「遥の言いたいことは分かったし僕も気を付ける、けど…やっぱり森川さんにはそんなつもり全然ないから、それは遥にも分かってほしい」
「……」
「森川さん好きな人居るから。僕じゃなくて、他に。話も聞いてる」
「それ、自分かも、って思わない?」
「そんなわけないよ。だって、」
「だって俺はりんが好きだよ。優しくて、家族思いで、友達思いで、まっすくで、強くて、可愛くて、俺は好きになったから」
「や、でも、僕だけじゃないでしょ、他にもたくさんの人が居て、遥は僕を好きになってくれたけど、樹くんや高坂くんたちは遥と同じ意味での好きにならなかった」
「……そう、だけど…」
「遥」
「……」
「僕は遥が好きだよ」
「俺もりんが好き」
「もし仮に森川さんが僕を好きって言ってくれても、僕は遥が好きだからって、ちゃんと言えるよ」
「……俺も、りんちゃん以外の人に好きって言われても、りんちゃんしか好きにならないよ」
「僕も同じだから、ね、もう仲直りしよう」
「うぅ…」
「なんで遥が泣くの」
「だって俺りんにキツイこと言っちゃったから…馬鹿って言ってごめん。でも、好きだから、心配だから…本当はまだ帰りたくなかった」
「僕もごめん、もっとちゃんと話してればよかったね」
「ううん、俺が勝手に心配して嫉妬しただけだから、りんは謝らないで」
「でも、逆の立場なら僕も遥の事心配する」
「しないで、って言いたいけど、そっか…俺もりんに心配されたら、なんで、って言っちゃうかも…」
「ね、遥」
「うん?」
「僕もまだ帰りたくない」
「っ、」
「でもそろそろお店出た方がいいよね、行こっか」
帰る、と立ち上がったときに遥が手にした伝票を抜き取り、個室風になっている座敷から出ると、まだ赤い顔のまま少しむくれた遥が「もう少し一緒に居よう」と、僕を後ろから抱き締めた。
「ん、」
それから会計を済ませ、この時間からお互いの家に行くのはどうだろうと、近くのビジネスホテルに入った。
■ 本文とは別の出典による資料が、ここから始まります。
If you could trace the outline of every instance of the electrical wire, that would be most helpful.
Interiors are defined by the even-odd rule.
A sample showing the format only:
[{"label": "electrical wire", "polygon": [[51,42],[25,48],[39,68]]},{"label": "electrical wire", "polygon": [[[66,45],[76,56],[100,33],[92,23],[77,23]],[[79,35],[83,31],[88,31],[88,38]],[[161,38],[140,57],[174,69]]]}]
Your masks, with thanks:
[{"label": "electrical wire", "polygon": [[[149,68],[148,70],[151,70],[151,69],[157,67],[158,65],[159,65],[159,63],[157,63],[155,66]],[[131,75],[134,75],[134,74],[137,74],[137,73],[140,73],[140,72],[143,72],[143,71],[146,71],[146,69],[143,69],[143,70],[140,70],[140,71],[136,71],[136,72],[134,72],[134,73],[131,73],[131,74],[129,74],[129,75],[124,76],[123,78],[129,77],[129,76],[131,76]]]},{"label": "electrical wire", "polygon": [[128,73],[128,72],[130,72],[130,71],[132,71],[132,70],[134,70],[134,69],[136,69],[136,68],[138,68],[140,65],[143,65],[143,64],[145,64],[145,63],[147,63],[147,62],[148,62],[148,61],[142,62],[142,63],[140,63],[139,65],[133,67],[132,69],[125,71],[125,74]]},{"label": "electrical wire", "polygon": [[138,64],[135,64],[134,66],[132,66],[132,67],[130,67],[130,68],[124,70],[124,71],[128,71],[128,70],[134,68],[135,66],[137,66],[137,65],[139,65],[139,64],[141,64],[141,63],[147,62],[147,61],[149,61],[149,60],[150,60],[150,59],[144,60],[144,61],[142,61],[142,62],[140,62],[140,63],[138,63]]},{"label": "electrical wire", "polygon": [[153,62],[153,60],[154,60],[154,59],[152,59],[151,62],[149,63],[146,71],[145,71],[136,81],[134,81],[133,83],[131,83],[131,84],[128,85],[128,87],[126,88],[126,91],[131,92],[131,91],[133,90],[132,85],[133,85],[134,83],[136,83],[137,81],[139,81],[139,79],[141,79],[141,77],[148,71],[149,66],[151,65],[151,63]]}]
この後の行為にはもう同意したも同然で、緊張しながら二人でエレベーターに乗り、部屋に入るまでの時間はわりと楽しかった。ドキドキしながら、たまに見つめあって、繋いだ手の指先で甲を擦って。
「家に連絡入れた?」なんて、お互いに気にしながら、けれどもうそこまで子供でもないような気がしてなんだか可笑しかった。たった数ヵ月で大人になんてなるわけないのに、それでも大人になった気がして。